Durch Kombination der neuen Chandra-Ergebnisse mit Daten des NASA
Wilkinson Microwave Anisotropy Probe (WMAP), die extrem genauen Messungen
der kosmischen Mikrowellen-Hintergrundstrahlung durchführt, konnte Allen und
seine Kollegen die Zusammensetzung des Universum unmittelbar nach dem Urknall
errechnen. Auch damals bestand das Universum offenbar schon größtenteils aus
dunkler Energie: Sie machte rund 75 Prozent des Weltalls aus, dunkle Materie war
für 21 Prozent verantwortlich und sichtbare Materie für rund vier Prozent.
All die Daten, so das Team, sind konsistent mit der Annahme, dass die Dichte der
dunklen Energie immer konstant ist und sich somit nicht geändert hat.

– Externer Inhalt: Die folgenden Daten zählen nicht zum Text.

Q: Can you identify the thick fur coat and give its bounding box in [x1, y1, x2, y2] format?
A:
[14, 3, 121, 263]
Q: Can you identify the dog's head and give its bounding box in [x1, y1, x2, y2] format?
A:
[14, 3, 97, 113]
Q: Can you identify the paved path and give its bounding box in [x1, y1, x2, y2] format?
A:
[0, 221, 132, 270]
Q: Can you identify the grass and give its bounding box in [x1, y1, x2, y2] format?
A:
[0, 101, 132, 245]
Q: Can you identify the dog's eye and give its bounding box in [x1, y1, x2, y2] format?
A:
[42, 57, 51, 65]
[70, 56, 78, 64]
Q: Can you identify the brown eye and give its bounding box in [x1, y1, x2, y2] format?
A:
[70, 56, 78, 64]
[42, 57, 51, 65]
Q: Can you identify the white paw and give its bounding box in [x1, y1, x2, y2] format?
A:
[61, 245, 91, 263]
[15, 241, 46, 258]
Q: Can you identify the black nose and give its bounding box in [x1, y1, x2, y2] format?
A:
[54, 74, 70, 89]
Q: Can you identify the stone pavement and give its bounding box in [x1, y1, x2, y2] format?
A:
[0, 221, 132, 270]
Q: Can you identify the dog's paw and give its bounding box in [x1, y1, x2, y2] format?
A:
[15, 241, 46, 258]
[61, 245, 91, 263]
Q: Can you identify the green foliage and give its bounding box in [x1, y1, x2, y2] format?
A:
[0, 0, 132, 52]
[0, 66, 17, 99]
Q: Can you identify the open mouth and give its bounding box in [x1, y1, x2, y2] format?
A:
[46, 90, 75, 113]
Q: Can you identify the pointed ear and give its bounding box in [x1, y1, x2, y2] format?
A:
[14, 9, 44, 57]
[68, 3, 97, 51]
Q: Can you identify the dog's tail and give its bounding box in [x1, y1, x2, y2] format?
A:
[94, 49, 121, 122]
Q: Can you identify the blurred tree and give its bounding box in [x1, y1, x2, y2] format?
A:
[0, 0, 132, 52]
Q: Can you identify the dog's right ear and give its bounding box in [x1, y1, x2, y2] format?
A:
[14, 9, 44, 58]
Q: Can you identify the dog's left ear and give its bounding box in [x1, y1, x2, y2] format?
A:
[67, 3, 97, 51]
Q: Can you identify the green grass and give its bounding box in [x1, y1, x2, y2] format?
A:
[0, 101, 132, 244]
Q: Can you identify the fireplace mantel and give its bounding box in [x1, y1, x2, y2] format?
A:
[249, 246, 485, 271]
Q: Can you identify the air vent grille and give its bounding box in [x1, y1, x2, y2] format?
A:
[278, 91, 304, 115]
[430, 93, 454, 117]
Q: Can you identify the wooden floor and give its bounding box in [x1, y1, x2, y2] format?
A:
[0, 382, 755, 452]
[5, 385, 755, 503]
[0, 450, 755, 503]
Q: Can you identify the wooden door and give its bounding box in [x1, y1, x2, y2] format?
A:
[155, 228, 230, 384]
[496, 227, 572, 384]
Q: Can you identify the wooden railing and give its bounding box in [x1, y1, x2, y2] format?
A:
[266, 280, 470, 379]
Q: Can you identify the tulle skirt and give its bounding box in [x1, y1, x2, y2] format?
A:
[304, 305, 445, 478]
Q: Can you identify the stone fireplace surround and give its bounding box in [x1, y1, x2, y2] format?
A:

Allerdings
würden die Daten auch eine ansteigende Dichte der dunklen Energie zulassen. Erst
weitere noch detailliertere Beobachtungen können hier genaueres ergeben. So ist
das Schicksal des Universums weiterhin offen - und das zumindest so lange, bis
wir verstanden haben, was eigentlich dunkle Energie ist.